You deposit money into your Health Savings Account as often as you need. Amounts that have accumulated are intended to be withdrawn and used to pay for actual medical expenses, such as doctor visits, prescriptions, etc. that your health insurance plan doesn't cover until you reach your deductible.

You get a tax deduction for money contributed to the account each year. Then you pay your medical expenses by withdrawing funds from the account. If expenses exceed your health insurance policy deductible, the policy pays the additional costs. If you spend less than the amount contributed, the difference stays in the account and earns interest. No use it or lose it provision!

The HSA account can have features of both a savings and a checking account, where you can have checks and debit cards, but is not a savings or checking account in the strict sense due to tax and legal regulations.

The contributions for individuals and families are expalined below:

The maximum annual amount permitted to be contributed in order to qualify for a tax deduction to an HSA for a year is 100% of the deductible for individual and/or family coverage (a family is more than one person).

Example 1: Individual

Individual has coverage with a high deductible health plan with an annual deductible of $1,000.00. The annual contribution limit this individual can make is 100% or $1,000.00, up to a maximum of $2,850.00.

Example 2: Family

Family has coverage with a high deductible health plan with an annual deductible of $4,000.00. The annual contribution limit is 100% or $4,000.00, up to a maximum of $5,650.00.
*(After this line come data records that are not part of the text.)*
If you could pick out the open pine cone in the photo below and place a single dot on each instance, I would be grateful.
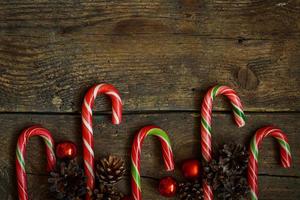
(67, 181)
(107, 192)
(226, 173)
(110, 170)
(190, 190)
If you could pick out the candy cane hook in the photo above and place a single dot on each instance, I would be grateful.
(285, 155)
(206, 116)
(21, 154)
(87, 126)
(136, 154)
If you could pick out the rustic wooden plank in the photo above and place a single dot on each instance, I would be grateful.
(161, 55)
(270, 188)
(152, 73)
(242, 18)
(184, 136)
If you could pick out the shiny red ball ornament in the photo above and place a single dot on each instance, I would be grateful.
(66, 150)
(167, 187)
(126, 198)
(191, 169)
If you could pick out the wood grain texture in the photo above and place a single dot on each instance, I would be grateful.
(161, 55)
(184, 137)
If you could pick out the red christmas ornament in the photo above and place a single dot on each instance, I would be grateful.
(126, 198)
(191, 169)
(66, 150)
(167, 187)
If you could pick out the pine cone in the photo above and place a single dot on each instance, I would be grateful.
(67, 181)
(234, 157)
(191, 190)
(226, 173)
(110, 170)
(106, 192)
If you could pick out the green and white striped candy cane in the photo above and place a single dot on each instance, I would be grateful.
(20, 156)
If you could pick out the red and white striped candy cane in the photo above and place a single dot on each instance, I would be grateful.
(136, 155)
(87, 126)
(285, 155)
(21, 154)
(206, 115)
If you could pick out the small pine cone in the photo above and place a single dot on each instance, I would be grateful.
(67, 181)
(234, 157)
(227, 172)
(107, 192)
(191, 190)
(110, 170)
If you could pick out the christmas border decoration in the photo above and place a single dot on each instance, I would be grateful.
(230, 172)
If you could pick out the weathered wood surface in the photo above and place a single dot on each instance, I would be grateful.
(184, 136)
(161, 55)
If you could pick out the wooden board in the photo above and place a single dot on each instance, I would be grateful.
(161, 55)
(184, 136)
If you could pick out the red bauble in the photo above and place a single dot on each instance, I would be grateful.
(126, 198)
(66, 150)
(167, 187)
(191, 169)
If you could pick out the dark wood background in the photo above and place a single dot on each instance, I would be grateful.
(162, 56)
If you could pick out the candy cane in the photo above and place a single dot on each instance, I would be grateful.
(285, 155)
(87, 126)
(20, 156)
(206, 115)
(136, 154)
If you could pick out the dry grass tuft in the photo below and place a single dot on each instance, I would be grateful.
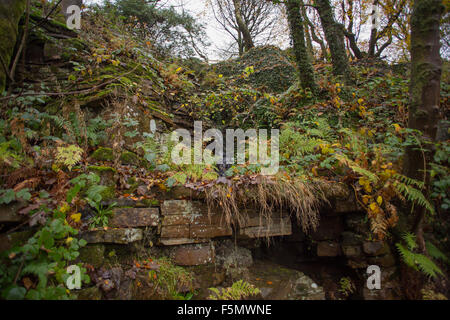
(271, 196)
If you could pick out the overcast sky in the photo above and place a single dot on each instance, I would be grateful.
(199, 10)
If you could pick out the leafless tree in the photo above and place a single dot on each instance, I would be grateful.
(248, 22)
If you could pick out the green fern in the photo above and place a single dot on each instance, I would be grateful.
(357, 168)
(409, 181)
(435, 253)
(69, 156)
(415, 260)
(413, 195)
(238, 291)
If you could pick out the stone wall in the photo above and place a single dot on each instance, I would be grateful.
(184, 229)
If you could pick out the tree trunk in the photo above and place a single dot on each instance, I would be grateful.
(315, 38)
(247, 37)
(307, 34)
(374, 33)
(335, 38)
(305, 68)
(424, 110)
(10, 13)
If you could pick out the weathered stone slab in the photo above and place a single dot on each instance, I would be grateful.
(253, 218)
(282, 228)
(176, 232)
(178, 193)
(193, 255)
(119, 236)
(351, 251)
(375, 248)
(174, 220)
(330, 228)
(180, 241)
(135, 217)
(328, 249)
(209, 231)
(183, 208)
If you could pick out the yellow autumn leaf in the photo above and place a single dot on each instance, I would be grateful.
(64, 208)
(76, 217)
(379, 200)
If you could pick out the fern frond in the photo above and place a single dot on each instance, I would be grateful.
(427, 266)
(409, 181)
(408, 257)
(410, 239)
(435, 253)
(239, 290)
(357, 168)
(413, 195)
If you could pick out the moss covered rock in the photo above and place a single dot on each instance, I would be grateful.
(103, 154)
(130, 158)
(93, 255)
(273, 69)
(10, 13)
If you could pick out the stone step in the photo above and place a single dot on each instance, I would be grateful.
(117, 236)
(135, 217)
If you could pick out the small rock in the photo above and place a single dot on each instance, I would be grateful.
(119, 236)
(135, 217)
(10, 212)
(351, 251)
(328, 249)
(93, 255)
(375, 248)
(192, 255)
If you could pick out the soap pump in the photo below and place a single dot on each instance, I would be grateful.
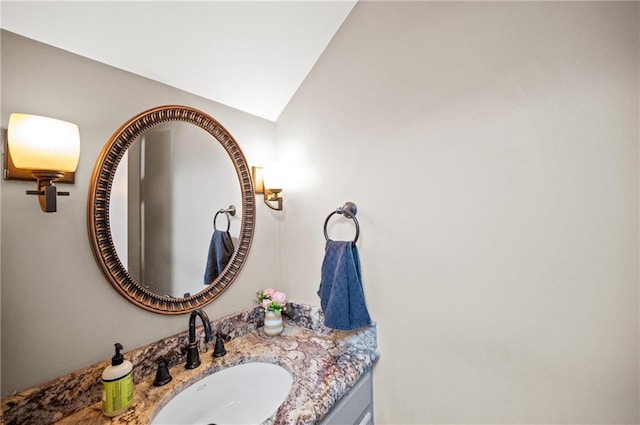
(117, 385)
The contribution cannot exceed annual earnings.

Generally, HSA holders must pay 6% excise tax on contributions to an HSA that are greater than the limit. The owner may withdraw the excess without paying the excise tax if they withdraw by the due date of the tax return and withdraw any income earned on the excess. No minimum contributions are required except to cover an annual custodian fee.

Individuals and couples aged 55 or older may contribute more to the account per year.

For example, for married workers, an employer might provide a family policy that has a $5,000 deductible while depositing 60 percent of the deductible ($3,000) in each employee's HSA at the beginning of the year. (Employer contributions must be the same for all employees.) Workers would be responsible for the first $5,000 in medical costs, but they would each have $3,000 in their personal HSA to pay for medical expenses (and would have even more if they, too, contributed to the HSA). If workers or their families exhaust their $3,000 HSA allotment, they would pay the next $2,000 out of pocket, whereupon the insurance policy would begin to pay.

Any eligible person can establish an HSA with a qualified trustee or custodian. You do not need permission from your insurance carrier or from the IRS before establishing an HSA.

Who is a qualified HSA trustee or custodian? Any insurance company or bank can be a trustee or custodian if they offer that service. Also, individuals who are approved to create and maintain IRAs, such as a financial advisor, are automatically approved to be a custodian or trustee.

Contact an HSA administrator to sign up for an HSA. In most cases an application is filled out and submitted, possibly along with other eligibility forms.

Some custodians will send reports to the HSA owner. These may include quarterly or monthly statements and account summaries, which show a detail of all the activity in the account.